Gold Fields to invest $1.4bn in Damang mine

ghana-grants-gold-fields-tax-rate-cut-as-firm-mulls-damang-mine-faithJohannesburg-based Gold Fields says it will invest $1.4 billion to increase the lifespan of its Damang Gold mine in the Western Region, to allow the mine to keep operating.

According to Gold Fields, the reinvestment plan will extend the life of the mine by eight years from 2017 to 2024.

“It will enhance the Group’s presence in one of its key operating regions and will result in significant social benefits for Ghana, including the creation and preservation of 1,850 direct jobs,” Gold Fields said in a statement yesterday

The mining firm expects to produce 1.56 million ounces of gold, within the eight-year period, at an all-in cost of $950 an ounce.

The project will produce 225,000 ounces of gold a year, according to the miner.

“This is a classic Brownfield opportunity,” Chief Executive Officer Nick Holland said in an interview with Blooomberg. “It makes logical sense from all angles for us to do this.”

“This is a first step in what may well be a much longer mine life in time to come,” Mr. Holland said, adding that “the project will extract less than half of Damang’s four million ounces of gold resources.”
The benefits of the development agreement signed between Gold Fields and the Government of Ghana in March, have been key inputs into the plan and enhances the economics of the project, the statement said.
Gold Fields signed the agreement with Ghana linking royalties payments to the bullion price and lowering the corporate tax rate to 32.5 per cent from 35 per cent.
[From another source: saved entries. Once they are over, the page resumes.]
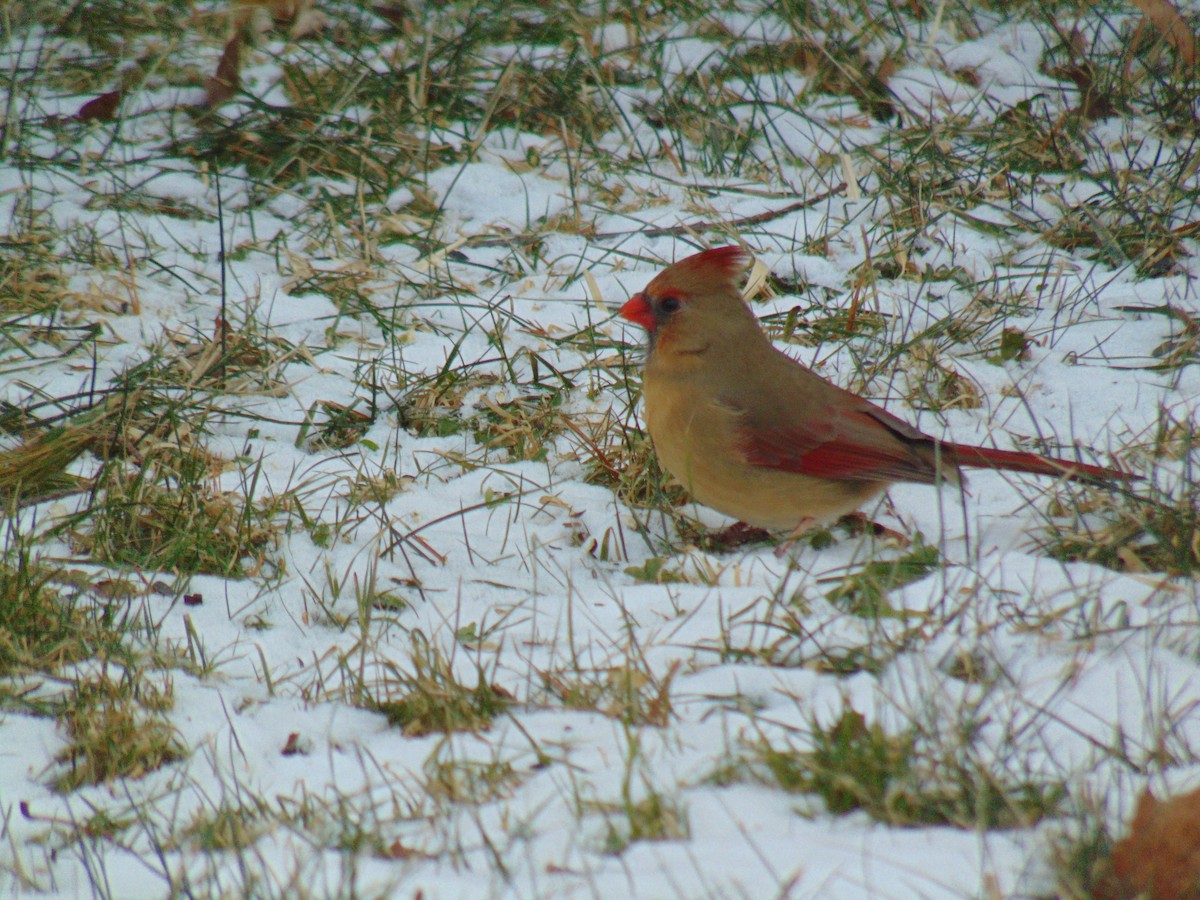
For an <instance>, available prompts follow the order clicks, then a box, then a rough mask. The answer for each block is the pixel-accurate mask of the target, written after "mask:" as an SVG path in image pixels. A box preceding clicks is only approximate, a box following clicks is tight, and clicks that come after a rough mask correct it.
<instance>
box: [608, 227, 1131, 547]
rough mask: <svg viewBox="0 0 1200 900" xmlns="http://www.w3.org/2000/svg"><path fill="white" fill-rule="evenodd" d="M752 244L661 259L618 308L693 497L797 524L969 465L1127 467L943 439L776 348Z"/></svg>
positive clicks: (1050, 470) (830, 513)
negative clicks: (770, 335)
mask: <svg viewBox="0 0 1200 900" xmlns="http://www.w3.org/2000/svg"><path fill="white" fill-rule="evenodd" d="M752 262H754V257H752V254H751V253H750V252H749V251H746V250H744V248H743V247H739V246H725V247H714V248H710V250H706V251H703V252H700V253H696V254H694V256H690V257H686V258H685V259H682V260H679V262H677V263H674V264H673V265H671V266H668V268H666V269H664V270H662V271H661V272H659V274H658V275H656V276H655V277H654V278H653V280H652V281H650V282H649V283H648V284H647V286H646V288H644V289H643V290H641V292H638V293H636V294H634V295H632V296H631V298H630V299H629V301H628V302H625V304H624V305H623V306H622V307H620V310H619V311H618V314H619V316H620V317H622V318H624V319H626V320H629V322H631V323H634V324H636V325H640V326H642V328H643V329H646V331H647V332H648V342H647V354H646V362H644V368H643V378H642V402H643V420H644V424H646V428H647V431H648V432H649V436H650V440H652V443H653V446H654V451H655V454H656V456H658V458H659V462H660V463H661V466H662V468H665V469H666V470H667V472H668V473H670V474H671V475H672V476H673V478H674V479H676V480H677V481H679V482H680V484H682V485H683V486H684V487H685V488H686V490H688V492H689V493H690V494H691V497H692V498H694V499H695V500H697V502H700V503H702V504H704V505H706V506H710V508H712V509H714V510H716V511H718V512H722V514H725V515H727V516H732V517H733V518H737V520H739V521H740V522H742V523H745V524H746V526H750V527H754V528H758V529H766V530H768V532H779V530H787V532H788V533H790V534H791V535H794V536H798V535H802V534H804V533H805V532H806V530H810V529H812V528H817V527H822V526H826V524H829V523H832V522H835V521H838V520H839V518H840V517H842V516H845V515H847V514H852V512H853V511H854V510H858V509H859V508H860V506H863V505H864V504H866V503H868V502H869V500H871V499H872V498H875V497H877V496H878V494H881V493H882V492H883V491H886V490H887V488H888V486H890V485H892V484H893V482H896V481H911V482H917V484H928V485H935V484H949V485H960V484H961V482H962V475H961V473H960V469H962V468H972V467H973V468H991V469H1007V470H1012V472H1021V473H1030V474H1036V475H1050V476H1054V478H1060V479H1068V480H1080V481H1092V482H1111V481H1126V480H1132V479H1134V478H1136V476H1135V475H1132V474H1129V473H1126V472H1122V470H1120V469H1114V468H1106V467H1102V466H1090V464H1086V463H1080V462H1073V461H1068V460H1058V458H1054V457H1049V456H1040V455H1038V454H1032V452H1025V451H1020V450H1000V449H994V448H986V446H971V445H967V444H955V443H950V442H947V440H940V439H937V438H934V437H930V436H929V434H925V433H923V432H922V431H919V430H918V428H916V427H913V426H912V425H910V424H908V422H906V421H904V420H902V419H900V418H899V416H896V415H893V414H892V413H889V412H887V410H886V409H883V408H882V407H880V406H876V404H875V403H872V402H870V401H869V400H865V398H864V397H860V396H858V395H856V394H853V392H851V391H848V390H846V389H844V388H840V386H838V385H836V384H833V383H832V382H828V380H826V379H824V378H822V377H821V376H818V374H816V373H814V372H812V371H811V370H809V368H808V367H805V366H804V365H803V364H800V362H798V361H797V360H794V359H792V358H791V356H788V355H787V354H786V353H784V352H781V350H779V349H776V348H775V347H774V346H773V344H772V342H770V338H769V337H768V336H767V334H766V332H764V331H763V329H762V325H761V324H760V323H758V318H757V317H756V316H755V313H754V311H752V310H751V308H750V307H749V306H748V304H746V302H745V300H744V299H743V296H742V292H740V290H739V289H738V282H739V280H740V276H742V275H743V272H745V270H746V269H749V266H750V265H751V264H752Z"/></svg>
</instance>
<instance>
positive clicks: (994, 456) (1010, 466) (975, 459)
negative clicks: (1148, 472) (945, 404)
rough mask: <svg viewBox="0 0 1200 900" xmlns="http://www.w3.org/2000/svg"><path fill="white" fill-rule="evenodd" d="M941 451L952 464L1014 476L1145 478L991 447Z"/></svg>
mask: <svg viewBox="0 0 1200 900" xmlns="http://www.w3.org/2000/svg"><path fill="white" fill-rule="evenodd" d="M941 450H942V454H944V455H946V457H947V458H948V461H950V462H953V463H955V464H956V466H964V467H966V468H973V469H1009V470H1012V472H1028V473H1031V474H1034V475H1054V476H1056V478H1067V479H1072V480H1073V481H1136V480H1140V478H1141V476H1140V475H1134V474H1133V473H1129V472H1122V470H1121V469H1110V468H1106V467H1104V466H1088V464H1087V463H1084V462H1072V461H1069V460H1056V458H1055V457H1052V456H1038V455H1037V454H1027V452H1024V451H1021V450H994V449H991V448H988V446H967V445H966V444H942V445H941Z"/></svg>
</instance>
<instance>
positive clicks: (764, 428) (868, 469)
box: [737, 394, 937, 484]
mask: <svg viewBox="0 0 1200 900" xmlns="http://www.w3.org/2000/svg"><path fill="white" fill-rule="evenodd" d="M845 396H846V398H848V397H853V395H850V394H847V395H845ZM853 398H854V401H856V402H854V403H853V404H845V403H842V404H833V403H821V404H818V406H817V408H816V409H812V410H809V412H806V413H805V414H804V420H803V421H799V420H796V419H794V418H793V420H792V421H790V422H788V421H786V420H785V421H782V422H764V421H755V420H754V419H755V416H752V415H750V414H743V415H742V418H740V420H739V422H738V428H737V440H738V448H739V450H740V451H742V454H743V457H744V458H745V461H746V462H748V463H750V464H752V466H762V467H766V468H772V469H780V470H784V472H794V473H798V474H802V475H811V476H814V478H828V479H846V480H852V481H919V482H924V484H932V482H934V481H936V480H937V468H936V466H935V463H934V462H932V461H931V456H932V452H931V451H932V449H934V442H932V440H931V439H930V438H929V437H926V436H925V434H923V433H922V432H919V431H917V430H916V428H913V427H912V426H911V425H908V424H907V422H905V421H904V420H902V419H898V418H896V416H894V415H892V414H890V413H888V412H887V410H884V409H881V408H880V407H876V406H874V404H872V403H869V402H866V401H863V400H860V398H858V397H853ZM839 406H840V408H839Z"/></svg>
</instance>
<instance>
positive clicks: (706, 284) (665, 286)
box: [619, 247, 757, 350]
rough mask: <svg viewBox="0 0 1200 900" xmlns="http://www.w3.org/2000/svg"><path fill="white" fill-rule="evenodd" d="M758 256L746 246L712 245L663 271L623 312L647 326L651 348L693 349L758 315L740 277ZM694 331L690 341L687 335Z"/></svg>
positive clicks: (747, 268)
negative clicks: (752, 256) (726, 246)
mask: <svg viewBox="0 0 1200 900" xmlns="http://www.w3.org/2000/svg"><path fill="white" fill-rule="evenodd" d="M752 262H754V257H752V256H751V254H750V253H749V251H745V250H743V248H742V247H713V248H712V250H706V251H703V252H702V253H696V254H695V256H690V257H688V258H686V259H680V260H679V262H678V263H676V264H674V265H672V266H668V268H667V269H664V270H662V271H661V272H659V274H658V275H656V276H655V277H654V280H653V281H650V283H649V284H647V286H646V289H644V290H642V292H641V293H637V294H634V295H632V296H631V298H630V299H629V301H628V302H626V304H625V305H624V306H622V307H620V313H619V314H620V317H622V318H624V319H628V320H629V322H632V323H635V324H637V325H641V326H642V328H644V329H646V330H647V331H648V332H649V335H650V349H652V350H655V349H662V347H664V344H665V343H666V342H668V341H670V343H671V344H672V347H673V348H678V349H682V350H685V349H694V348H692V347H691V344H694V343H695V344H697V346H700V344H703V342H706V341H708V340H712V338H713V337H714V336H716V335H720V334H721V332H725V331H728V330H731V329H733V328H736V326H737V324H738V323H742V322H745V320H749V322H751V323H754V326H755V328H756V329H757V320H756V319H755V317H754V313H752V312H750V308H749V307H748V306H746V305H745V301H744V300H743V299H742V292H740V290H739V289H738V282H739V281H740V276H742V274H743V272H744V271H745V270H746V269H749V268H750V264H751V263H752ZM689 336H690V340H689Z"/></svg>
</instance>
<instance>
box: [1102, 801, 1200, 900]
mask: <svg viewBox="0 0 1200 900" xmlns="http://www.w3.org/2000/svg"><path fill="white" fill-rule="evenodd" d="M1112 872H1114V875H1115V876H1116V878H1117V881H1118V887H1117V890H1116V892H1115V893H1116V894H1117V895H1118V896H1130V898H1132V896H1145V898H1150V900H1196V898H1200V790H1198V791H1193V792H1192V793H1186V794H1182V796H1180V797H1172V798H1170V799H1166V800H1158V799H1157V798H1156V797H1154V794H1152V793H1151V792H1150V788H1146V791H1144V792H1142V794H1141V797H1140V798H1139V799H1138V810H1136V811H1135V812H1134V816H1133V822H1132V823H1130V824H1129V836H1128V838H1126V839H1124V840H1121V841H1117V842H1116V845H1114V847H1112Z"/></svg>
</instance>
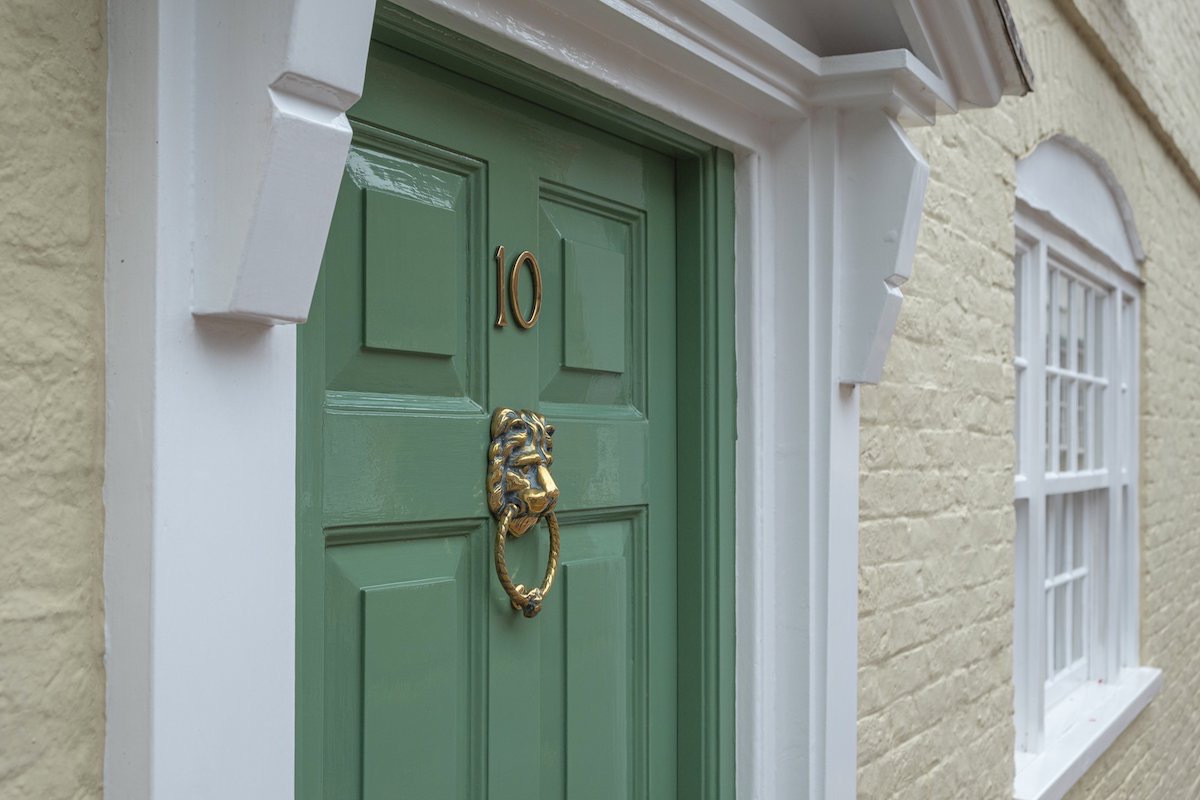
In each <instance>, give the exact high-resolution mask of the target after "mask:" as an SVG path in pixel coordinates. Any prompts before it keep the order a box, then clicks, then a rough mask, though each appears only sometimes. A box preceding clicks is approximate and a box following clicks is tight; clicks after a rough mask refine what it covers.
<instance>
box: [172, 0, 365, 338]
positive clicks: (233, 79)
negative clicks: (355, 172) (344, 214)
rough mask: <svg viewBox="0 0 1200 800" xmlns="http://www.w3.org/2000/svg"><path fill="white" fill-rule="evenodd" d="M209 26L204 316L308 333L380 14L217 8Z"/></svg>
mask: <svg viewBox="0 0 1200 800" xmlns="http://www.w3.org/2000/svg"><path fill="white" fill-rule="evenodd" d="M196 16H197V20H196V49H197V53H198V55H202V56H203V58H196V59H194V64H196V70H197V74H196V77H194V79H196V92H197V97H196V110H194V120H196V122H194V137H196V140H194V157H196V164H194V167H196V170H194V174H196V176H197V178H196V194H194V203H196V207H194V213H196V218H197V241H196V260H194V281H193V305H192V309H193V313H196V314H200V315H214V317H228V318H235V319H245V320H252V321H257V323H265V324H278V323H298V321H304V319H305V318H307V315H308V306H310V303H311V302H312V293H313V288H314V285H316V282H317V275H318V272H319V269H320V259H322V253H323V252H324V249H325V235H326V231H328V229H329V221H330V218H331V216H332V212H334V204H335V201H336V199H337V186H338V181H340V180H341V174H342V168H343V166H344V163H346V154H347V151H348V149H349V144H350V126H349V124H348V122H347V120H346V110H347V109H348V108H349V107H350V106H352V104H354V102H355V101H356V100H358V98H359V96H360V95H361V92H362V78H364V73H365V70H366V54H367V43H368V42H370V40H371V24H372V19H373V16H374V2H372V1H371V0H342V1H340V2H323V1H322V0H263V1H259V2H241V1H240V0H214V1H210V2H200V4H197V5H196ZM281 20H287V24H280V22H281ZM214 54H218V55H214Z"/></svg>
“Damang reinvestment was planned at a gold price of $1,200 an ounce, so we’ve got some headroom and, importantly, the breakeven price at Damang is $1,050 an ounce so we’ve got a $200 ounce cushion before the project starts becoming uneconomic,” Mr. Holland told Reuters.
Gold was trading at around $1,265 per ounce in London yesterday.
Since operations at Damang commenced in 1997, the mine has produced in excess of 4.0 million ounces, sourced from multiple open pits, but production has declined since 2013 as ore grades have been lower than expected.
Mining has since been focused on the margins of the Damang pit — the Huni, Juno and Saddle areas — as well as lower grade satellite deposits. The decline has been exacerbated by variations in grade in the northern and southern extremities of the DPCB and the satellite pits where grades have been lower than expected.
Consequently, a strategic review of Damang commenced last year which identified that Gold Fields should return to mining the higher grade core of the main Damang orebody.
Gold Fields said in the statement that it will also retain the option of expanding the operation at Damang should the gold price strengthen sustainably to above $1,400 per ounce.
In a quarterly output update, Gold Fields reported its total gold production in the three months to September 30 was 537,000 ounces, four per cent lower than in the corresponding period a year earlier.

Gold Fields maintained its guidance for attributable equivalent gold production for 2016 at between 2.10 million and 2.15 million ounces.